658話 ゴブリンの巣へ

「まったく……。安請け合いしおって……」


 ベアトリクスが呆れた様子でそう言った。

 俺たちは今、村から少し離れた森を歩いている。

 村長に教えてもらったゴブリンの巣を目指しているのだ。


「ふん。別に村で待っていてもらってもよかったんだぞ? ゴブリンジェネラル程度で殿下の手を煩わせる必要もない」


 俺はベアトリクスと並んで歩きながら言う。

 ちなみに、ミティやニムたちは村で待機している。

 付いてきているのはモニカ、蓮華、キリヤだ。

 俺たち4人がいれば、ゴブリンジェネラル程度は相手にもならないだろう。

 ベアトリクスが付いてくる必要はなかったのだが……。


「そういうわけにもいかん。王国民が困っていれば、それを助けるのは王族の務めだ」


「ご立派なことだ。だが、王女の身でそんなことを言い出したらキリがないんじゃないか?」


「そんなことは分かっておる。本来の王族の役目は、制度を整え施策を行うこと。直接的な力を行使するのは、あくまで例外である。だが今回のように目の前に困っている者がいれば、さすがに見過ごすわけにはいかぬ」


 ベアトリクスがそう答える。

 元は一庶民の俺が言うまでもなく、彼女なりの哲学を持っているようだ。

 王族の責務を正しく自覚し、それを実践しようとする姿勢は好ましい。

 俺も貴族の端くれとして、見習うべきところは多そうだ。


「まあ、それはいい。
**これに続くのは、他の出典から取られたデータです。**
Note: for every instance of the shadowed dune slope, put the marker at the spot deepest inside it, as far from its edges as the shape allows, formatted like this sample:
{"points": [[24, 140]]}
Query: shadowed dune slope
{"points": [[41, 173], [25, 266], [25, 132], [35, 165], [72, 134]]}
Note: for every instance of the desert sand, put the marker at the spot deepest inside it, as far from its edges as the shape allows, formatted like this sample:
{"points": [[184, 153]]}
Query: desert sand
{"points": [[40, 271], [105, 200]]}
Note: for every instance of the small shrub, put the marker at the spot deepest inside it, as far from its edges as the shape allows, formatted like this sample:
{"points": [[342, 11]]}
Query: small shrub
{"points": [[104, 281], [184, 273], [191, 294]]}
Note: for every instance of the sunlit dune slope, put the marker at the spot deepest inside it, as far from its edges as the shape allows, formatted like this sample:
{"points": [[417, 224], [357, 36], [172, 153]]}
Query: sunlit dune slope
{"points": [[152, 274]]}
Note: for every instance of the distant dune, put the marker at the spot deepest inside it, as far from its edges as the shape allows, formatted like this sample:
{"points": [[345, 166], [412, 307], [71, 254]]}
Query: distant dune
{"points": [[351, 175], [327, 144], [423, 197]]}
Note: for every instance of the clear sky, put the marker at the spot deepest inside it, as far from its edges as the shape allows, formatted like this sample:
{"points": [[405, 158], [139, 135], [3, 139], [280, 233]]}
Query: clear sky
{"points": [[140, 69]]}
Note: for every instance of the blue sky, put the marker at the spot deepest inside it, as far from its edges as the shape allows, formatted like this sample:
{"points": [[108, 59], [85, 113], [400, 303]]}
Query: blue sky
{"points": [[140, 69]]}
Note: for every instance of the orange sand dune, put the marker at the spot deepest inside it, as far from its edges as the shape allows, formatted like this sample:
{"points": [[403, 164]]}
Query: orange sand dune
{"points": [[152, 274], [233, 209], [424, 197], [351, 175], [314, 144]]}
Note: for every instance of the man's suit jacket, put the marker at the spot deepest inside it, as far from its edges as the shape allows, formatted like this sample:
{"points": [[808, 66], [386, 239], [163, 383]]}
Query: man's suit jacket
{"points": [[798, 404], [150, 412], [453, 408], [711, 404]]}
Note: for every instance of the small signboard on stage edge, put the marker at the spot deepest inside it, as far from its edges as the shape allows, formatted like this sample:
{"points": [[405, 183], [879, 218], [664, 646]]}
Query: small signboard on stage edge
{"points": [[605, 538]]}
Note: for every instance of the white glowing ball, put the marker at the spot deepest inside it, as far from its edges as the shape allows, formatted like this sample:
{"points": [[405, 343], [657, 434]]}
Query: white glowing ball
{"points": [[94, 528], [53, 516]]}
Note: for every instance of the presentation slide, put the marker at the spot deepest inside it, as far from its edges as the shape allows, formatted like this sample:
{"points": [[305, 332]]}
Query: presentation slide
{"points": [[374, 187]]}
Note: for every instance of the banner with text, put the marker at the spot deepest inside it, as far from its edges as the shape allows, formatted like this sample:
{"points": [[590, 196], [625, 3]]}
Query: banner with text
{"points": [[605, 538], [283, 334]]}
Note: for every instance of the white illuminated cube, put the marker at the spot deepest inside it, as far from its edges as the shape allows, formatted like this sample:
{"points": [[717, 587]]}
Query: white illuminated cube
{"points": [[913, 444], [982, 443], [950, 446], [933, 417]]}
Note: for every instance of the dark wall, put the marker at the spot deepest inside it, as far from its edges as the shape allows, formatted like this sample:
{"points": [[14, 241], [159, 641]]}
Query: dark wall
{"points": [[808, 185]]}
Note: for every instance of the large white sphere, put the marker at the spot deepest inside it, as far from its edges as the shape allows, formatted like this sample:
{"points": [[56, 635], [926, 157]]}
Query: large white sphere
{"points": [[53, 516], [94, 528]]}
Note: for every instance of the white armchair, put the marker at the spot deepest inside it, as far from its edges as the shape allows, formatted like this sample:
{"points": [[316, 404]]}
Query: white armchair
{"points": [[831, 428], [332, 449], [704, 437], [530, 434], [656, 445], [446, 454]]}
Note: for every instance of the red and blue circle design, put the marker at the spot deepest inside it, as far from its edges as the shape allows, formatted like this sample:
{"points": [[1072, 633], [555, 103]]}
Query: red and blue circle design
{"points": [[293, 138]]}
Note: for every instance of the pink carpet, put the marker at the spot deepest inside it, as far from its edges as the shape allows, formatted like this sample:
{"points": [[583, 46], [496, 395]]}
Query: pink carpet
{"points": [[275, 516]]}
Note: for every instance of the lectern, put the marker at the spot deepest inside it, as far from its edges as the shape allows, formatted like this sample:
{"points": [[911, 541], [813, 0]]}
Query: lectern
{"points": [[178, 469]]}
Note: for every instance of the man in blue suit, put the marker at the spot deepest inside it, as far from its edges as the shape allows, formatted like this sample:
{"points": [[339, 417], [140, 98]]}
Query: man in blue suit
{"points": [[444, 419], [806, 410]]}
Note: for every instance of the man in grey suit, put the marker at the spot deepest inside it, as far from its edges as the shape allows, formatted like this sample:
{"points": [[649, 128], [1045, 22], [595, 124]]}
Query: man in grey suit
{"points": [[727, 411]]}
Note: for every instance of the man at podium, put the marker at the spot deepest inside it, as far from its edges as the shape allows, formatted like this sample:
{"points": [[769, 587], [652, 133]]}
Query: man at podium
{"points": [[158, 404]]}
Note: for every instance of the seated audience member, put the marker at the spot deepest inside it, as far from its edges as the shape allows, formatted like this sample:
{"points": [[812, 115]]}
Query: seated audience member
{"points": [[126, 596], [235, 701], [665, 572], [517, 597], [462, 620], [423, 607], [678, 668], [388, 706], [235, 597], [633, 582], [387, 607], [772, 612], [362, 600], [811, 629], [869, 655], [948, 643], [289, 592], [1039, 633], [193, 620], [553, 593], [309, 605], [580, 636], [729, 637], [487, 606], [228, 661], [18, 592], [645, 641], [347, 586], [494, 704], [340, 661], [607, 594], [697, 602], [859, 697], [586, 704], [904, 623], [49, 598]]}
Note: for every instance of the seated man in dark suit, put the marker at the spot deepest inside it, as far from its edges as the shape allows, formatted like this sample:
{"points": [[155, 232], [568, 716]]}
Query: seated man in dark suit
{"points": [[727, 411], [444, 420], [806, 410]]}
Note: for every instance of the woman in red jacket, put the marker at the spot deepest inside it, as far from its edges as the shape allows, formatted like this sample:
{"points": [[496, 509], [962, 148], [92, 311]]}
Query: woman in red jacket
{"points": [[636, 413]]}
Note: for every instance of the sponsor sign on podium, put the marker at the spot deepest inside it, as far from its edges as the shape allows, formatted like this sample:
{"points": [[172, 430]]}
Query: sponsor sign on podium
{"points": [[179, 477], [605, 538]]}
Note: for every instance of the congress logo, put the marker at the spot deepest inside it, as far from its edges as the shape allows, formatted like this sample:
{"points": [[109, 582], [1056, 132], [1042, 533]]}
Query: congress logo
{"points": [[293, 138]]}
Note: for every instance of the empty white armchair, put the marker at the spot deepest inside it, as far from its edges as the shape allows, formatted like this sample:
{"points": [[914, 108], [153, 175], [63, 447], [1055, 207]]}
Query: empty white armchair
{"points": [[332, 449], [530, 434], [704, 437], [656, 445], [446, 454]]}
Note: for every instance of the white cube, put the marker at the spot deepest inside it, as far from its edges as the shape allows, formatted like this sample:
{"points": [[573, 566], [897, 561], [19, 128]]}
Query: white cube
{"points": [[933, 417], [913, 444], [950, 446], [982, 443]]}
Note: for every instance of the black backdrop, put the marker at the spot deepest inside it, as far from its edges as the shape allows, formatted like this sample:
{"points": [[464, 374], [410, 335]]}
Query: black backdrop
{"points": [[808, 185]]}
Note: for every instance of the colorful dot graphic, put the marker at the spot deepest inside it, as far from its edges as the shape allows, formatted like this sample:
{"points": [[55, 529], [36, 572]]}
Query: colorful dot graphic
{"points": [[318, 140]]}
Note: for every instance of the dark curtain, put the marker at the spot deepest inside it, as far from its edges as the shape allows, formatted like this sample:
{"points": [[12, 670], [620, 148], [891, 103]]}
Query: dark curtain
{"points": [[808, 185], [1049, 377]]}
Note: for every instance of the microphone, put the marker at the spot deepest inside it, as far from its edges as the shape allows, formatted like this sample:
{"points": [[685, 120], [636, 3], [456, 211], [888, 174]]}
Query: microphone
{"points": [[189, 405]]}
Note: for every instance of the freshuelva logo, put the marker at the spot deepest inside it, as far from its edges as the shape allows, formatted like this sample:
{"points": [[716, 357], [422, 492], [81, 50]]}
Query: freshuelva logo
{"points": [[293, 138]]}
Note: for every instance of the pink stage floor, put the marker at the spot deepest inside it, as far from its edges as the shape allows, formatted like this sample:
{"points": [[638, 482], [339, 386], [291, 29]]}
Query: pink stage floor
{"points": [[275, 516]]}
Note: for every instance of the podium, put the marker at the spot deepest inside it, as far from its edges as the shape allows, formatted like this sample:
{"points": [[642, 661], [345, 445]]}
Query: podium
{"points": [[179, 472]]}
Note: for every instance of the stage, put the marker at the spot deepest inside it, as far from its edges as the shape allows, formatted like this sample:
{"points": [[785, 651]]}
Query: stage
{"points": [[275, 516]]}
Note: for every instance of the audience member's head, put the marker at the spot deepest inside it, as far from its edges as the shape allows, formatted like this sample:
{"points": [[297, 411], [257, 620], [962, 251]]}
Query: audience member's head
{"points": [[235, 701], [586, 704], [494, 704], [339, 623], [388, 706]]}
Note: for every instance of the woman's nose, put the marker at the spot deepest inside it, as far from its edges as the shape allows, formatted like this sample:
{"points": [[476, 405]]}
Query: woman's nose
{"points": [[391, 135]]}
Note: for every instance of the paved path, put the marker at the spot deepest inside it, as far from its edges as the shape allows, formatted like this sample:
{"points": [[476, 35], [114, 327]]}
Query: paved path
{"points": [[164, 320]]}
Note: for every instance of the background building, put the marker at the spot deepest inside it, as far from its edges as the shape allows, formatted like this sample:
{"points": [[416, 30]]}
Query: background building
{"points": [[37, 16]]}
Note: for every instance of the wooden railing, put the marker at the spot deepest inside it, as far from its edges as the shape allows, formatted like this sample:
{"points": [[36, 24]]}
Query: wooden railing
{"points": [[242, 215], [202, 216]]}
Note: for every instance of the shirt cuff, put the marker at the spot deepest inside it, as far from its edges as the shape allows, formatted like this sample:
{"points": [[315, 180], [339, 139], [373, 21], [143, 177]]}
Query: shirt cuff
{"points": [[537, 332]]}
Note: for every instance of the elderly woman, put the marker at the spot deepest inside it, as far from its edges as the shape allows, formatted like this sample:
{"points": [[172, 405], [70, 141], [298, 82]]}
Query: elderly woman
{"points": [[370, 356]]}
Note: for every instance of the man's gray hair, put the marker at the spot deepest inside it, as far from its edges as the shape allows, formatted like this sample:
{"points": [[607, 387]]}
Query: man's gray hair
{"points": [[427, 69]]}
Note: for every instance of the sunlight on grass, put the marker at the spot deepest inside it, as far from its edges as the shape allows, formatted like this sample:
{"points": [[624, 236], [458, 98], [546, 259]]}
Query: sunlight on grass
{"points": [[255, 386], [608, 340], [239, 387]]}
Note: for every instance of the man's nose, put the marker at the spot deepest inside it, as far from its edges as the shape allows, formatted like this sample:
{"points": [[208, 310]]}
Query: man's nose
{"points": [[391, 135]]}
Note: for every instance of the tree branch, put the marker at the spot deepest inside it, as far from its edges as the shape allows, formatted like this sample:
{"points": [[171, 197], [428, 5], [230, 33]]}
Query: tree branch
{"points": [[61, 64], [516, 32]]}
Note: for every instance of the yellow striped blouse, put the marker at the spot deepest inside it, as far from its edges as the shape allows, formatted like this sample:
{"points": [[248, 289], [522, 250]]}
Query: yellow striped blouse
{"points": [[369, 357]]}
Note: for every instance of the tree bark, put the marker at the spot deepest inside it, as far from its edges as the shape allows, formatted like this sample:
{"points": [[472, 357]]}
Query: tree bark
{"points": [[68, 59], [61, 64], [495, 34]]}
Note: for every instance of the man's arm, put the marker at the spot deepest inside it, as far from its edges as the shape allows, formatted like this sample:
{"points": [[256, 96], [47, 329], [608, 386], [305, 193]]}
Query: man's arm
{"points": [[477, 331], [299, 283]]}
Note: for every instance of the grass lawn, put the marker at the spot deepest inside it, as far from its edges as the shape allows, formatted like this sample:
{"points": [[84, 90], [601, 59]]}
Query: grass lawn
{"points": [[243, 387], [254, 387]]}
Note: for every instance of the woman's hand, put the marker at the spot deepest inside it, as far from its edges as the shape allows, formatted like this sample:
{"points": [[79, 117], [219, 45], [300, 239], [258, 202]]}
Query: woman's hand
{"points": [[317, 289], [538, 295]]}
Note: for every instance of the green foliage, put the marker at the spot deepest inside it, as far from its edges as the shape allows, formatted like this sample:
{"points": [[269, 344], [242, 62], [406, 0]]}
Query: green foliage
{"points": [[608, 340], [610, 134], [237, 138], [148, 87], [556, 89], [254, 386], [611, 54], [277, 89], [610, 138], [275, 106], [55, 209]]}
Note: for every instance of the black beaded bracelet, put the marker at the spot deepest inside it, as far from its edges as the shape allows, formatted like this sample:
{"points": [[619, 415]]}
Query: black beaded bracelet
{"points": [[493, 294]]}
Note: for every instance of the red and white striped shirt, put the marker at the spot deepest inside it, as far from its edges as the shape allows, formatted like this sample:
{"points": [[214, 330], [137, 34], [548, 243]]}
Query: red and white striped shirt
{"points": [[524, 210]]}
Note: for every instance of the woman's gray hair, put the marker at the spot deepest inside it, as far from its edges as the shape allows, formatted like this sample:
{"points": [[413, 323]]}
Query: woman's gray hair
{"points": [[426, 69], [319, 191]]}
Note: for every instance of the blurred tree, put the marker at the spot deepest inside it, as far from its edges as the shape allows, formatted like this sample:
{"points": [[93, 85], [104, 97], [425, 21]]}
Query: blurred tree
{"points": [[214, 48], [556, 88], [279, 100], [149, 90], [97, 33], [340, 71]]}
それより、この辺だったよな。ゴブリンの巣があるのは……」


「うむ。……っと、どうやら目的の場所に着いたようだぞ」


 ベアトリクスが視線を前方へと向ける。

 そこには大きな洞窟の入り口があった。


「これが例のゴブリンの巣穴か……。確かに、中から邪悪な気配を感じるな……」


「ふむ……。さて、どうしたものかな……。とりあえず、入ってみるか?」


「ああ」


 ベアトリクスの提案に、俺は頷く。

 俺たちは洞窟の中へ足を踏み入れる。

 内部は意外に広いようだ。


 しばらく歩くと、少し大きめの場所に出た。

 物陰から様子を伺う。

 数十匹のゴブリンたちが暮らしているのが見える。


 …………。

 ……いや、おかしいだろ!

 普通、こんなにたくさんゴブリンがいるもんじゃないぞ!


「げっ。ウジャウジャいるじゃねえか。それに……」


「うむ。さすがにこれは予想外でござる。あんな奴らまでおるとは……」


 俺の隣では、キリヤと蓮華が顔を引きつらせていた。

 そう。

 ここにいたのは、ゴブリンだけではなかったのだ。

 洞窟の中には、オークもいた。


「おいおい……。ゴブリンだけじゃなかったのかよ」


「村長の勘違いであろう。弱き者が報告を違えるのはよくあることだ。それよりも、問題はこいつらの数だな」


 ベアトリクスが冷静に分析する。

 ゴブリンは雑魚だが、あれだけの数となるとさすがに厄介だ。

 それに、ゴブリンよりもひと回り強いオークの姿もある。

 策もなしに正面からぶつかればただでは済まない。

 だがそれは、一般的に言えばの話だ。


「ん? ああ、大丈夫だって。あいつらは俺たちが片付けるからよ。殿下は安全な後方で待機していろ」


「何? 貴様らが? ……無茶をするな。ここは一度引き返して、作戦を練り直すべきだ」


 ベアトリクスが眉根を寄せた。

 彼女の戦闘能力はなかなかのものだが、さすがにこれだけの数を前にして猛進するほどの自信家ではないか。

 ゴブリンが数十匹に、オークが数匹。

 さらにはゴブリンジェネラルもいる。


「この程度、俺たちの相手ではない。そうだろ? みんな」


「うん。魔法で先制攻撃して崩せば、効率よく倒せそうだね」


「もちろん拙者一人では無理でござるが、こちらにはたかし殿がいるからな。どうとでもなるでござろう」


「ふっ。確かにな。俺も騎士爵サマの指示に従うぜ。指示をくれ」


 俺の実力を知っているモニカたちから見ても、この程度の魔物はさしたる脅威とは映らないようだ。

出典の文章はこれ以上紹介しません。